4. The method of claim 1, wherein computing the sample image raw fourier spectrogram from the sample image comprises:

calculating an initial Fourier spectrum of the sample image;

normalizing the initial Fourier spectrum;

and reducing the size of the normalized initial Fourier spectrum to a first preset size to obtain the original Fourier spectrum.

5. The method as claimed in claim 3, wherein said detecting a face region in the first original image and obtaining the sample image corresponding to the face region comprises:

obtaining a first face frame of the first original image through a face detection model; the first face frame is used for marking a face area;

the size of the first face frame is enlarged to a second preset size, and the enlarged first face frame is obtained;

intercepting an area corresponding to the amplified first face frame in the first original image to obtain a second original image;

and reducing the size of the second original image to a third preset size to obtain the sample image.

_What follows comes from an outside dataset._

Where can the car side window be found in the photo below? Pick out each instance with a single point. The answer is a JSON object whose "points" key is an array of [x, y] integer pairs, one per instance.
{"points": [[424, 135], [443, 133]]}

6. A method of in vivo testing, the method comprising:

acquiring an image to be detected;

7. The method of claim 6, wherein said acquiring the image to be detected comprises:

acquiring a third original image;

obtaining a second face frame of the third original image through a face detection model; the second face frame is used for marking a face area;

amplifying the size of the second face frame to a fourth preset size to obtain an amplified second face frame;

intercepting an area corresponding to the amplified second face frame in the third original image to obtain a fourth original image;

and reducing the size of the fourth original image to a fifth preset size to obtain the image to be detected.

8. The method of claim 6, wherein the determining whether the image to be detected is a living human face image according to the detection result comprises:

if the detection result is larger than the threshold value, confirming that the image to be detected is a living body face image;

and if the detection result is not greater than the threshold value, confirming that the image to be detected is a non-living body face image.

9. The method of claim 6, wherein said acquiring the image to be detected comprises:

acquiring a plurality of images to be detected;

inputting the image to be detected into a target living body detection model to obtain a detection result output by the target living body detection model, wherein the detection result comprises the following steps:

sequentially inputting the images to be detected into the target living body detection model to obtain detection results corresponding to the images to be detected output by the target living body detection model;

determining whether the image to be detected is a living body face image according to the detection result, including:

if the detection results are all larger than the threshold value, confirming that the image to be detected is a living body face image;

and if the detection results are not all larger than the threshold value, confirming that the image to be detected is a non-living body face image.

10. A training apparatus for a living body detection model, the training apparatus comprising:

11. An apparatus for in vivo testing, the apparatus comprising:

the second acquisition unit is used for acquiring an image to be detected;

12. A terminal device comprising a memory, a processor and a computer program stored in the memory and executable on the processor, characterized in that the processor implements the steps of the method according to any of claims 1 to 5 when executing the computer program.

13. A living subject examination apparatus comprising a camera module, a memory, a processor and a computer program stored in the memory and executable on the processor, characterized in that the processor realizes the steps of the method according to any one of claims 6 to 9 when executing the computer program.

14. A computer-readable storage medium, in which a computer program is stored which, when being executed by a processor, carries out the steps of the method according to any one of claims 1 to 5 or 6 to 9.